Even though this new legislation hasn’t been properly introduced yet, a lot of companies have found what could be a potential loophole. As Jim Kenney gave the green light for the change to outlaw stores that outlaws stores that don’t accept cash, a store is still able to use an app-based transaction if a paid membership is required to shop there.


As we mentioned earlier, Sweden is right at the forefront of being a cashless economy. The percentage of cash in circulation in Sweden has significantly fallen, representing less than 1.2 percent of the nation’s GDP.

In fact, only two percent of transactions are made in cash and it is believed that said number will decrease to less than half a percent by next year!
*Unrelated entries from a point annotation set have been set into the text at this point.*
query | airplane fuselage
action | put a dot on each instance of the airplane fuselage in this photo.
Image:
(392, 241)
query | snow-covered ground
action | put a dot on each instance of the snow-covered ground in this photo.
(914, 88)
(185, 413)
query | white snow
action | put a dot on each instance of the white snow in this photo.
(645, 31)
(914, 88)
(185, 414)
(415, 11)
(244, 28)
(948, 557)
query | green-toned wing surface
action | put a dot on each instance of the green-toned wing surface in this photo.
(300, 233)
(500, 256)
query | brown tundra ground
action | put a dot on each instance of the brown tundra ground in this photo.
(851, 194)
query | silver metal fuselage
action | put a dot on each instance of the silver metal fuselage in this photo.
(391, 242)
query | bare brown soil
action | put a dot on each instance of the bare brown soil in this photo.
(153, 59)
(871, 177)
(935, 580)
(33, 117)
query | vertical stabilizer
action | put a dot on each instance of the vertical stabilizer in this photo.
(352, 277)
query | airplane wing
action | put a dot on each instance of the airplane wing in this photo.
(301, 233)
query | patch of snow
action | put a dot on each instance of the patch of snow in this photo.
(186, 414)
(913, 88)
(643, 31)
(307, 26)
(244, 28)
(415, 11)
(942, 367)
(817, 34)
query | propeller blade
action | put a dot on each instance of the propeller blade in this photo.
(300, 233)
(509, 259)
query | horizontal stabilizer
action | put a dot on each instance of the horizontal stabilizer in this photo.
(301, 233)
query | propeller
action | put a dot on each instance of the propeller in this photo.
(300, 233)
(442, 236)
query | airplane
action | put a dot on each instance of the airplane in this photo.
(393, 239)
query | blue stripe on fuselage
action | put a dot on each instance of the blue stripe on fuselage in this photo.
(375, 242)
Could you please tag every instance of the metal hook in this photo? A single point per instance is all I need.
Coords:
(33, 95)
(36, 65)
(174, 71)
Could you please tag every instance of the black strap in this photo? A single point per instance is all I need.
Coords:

A professor of economics at the University of California, Rod Garrett explained:

“Cash is really disappearing in Sweden. It’s not accepted at many businesses and many banks won’t deal with cash anymore.”

You may never have been to Sweden but if you have you may have noticed ‘no cash accepted’ signs throughout the nation's variety of stores. There are even big banks that don’t deal with cash any more.

I can’t stress enough how forward thinking the Swedes are in this regard.


Compared to ten years ago a lot of Brits won’t carry as much cash around with them. Maybe a bit of change here and thee for the bus but even then a lot of buses take contactless payments in 2019.

Seven in ten transactions are made digital, without cash. Granted, Sweden is a bit further afield with this but even so, it’s clear they are making progress.

The government might be going through a tough time right now with Brexit but with cashless payments, they have seen the trend and they are pushing towards a cashless future.

I suppose a cashless society isn’t a question of if but when? Debit cards just surpassed their cash equivalent in 2017 so the fight is nearly won.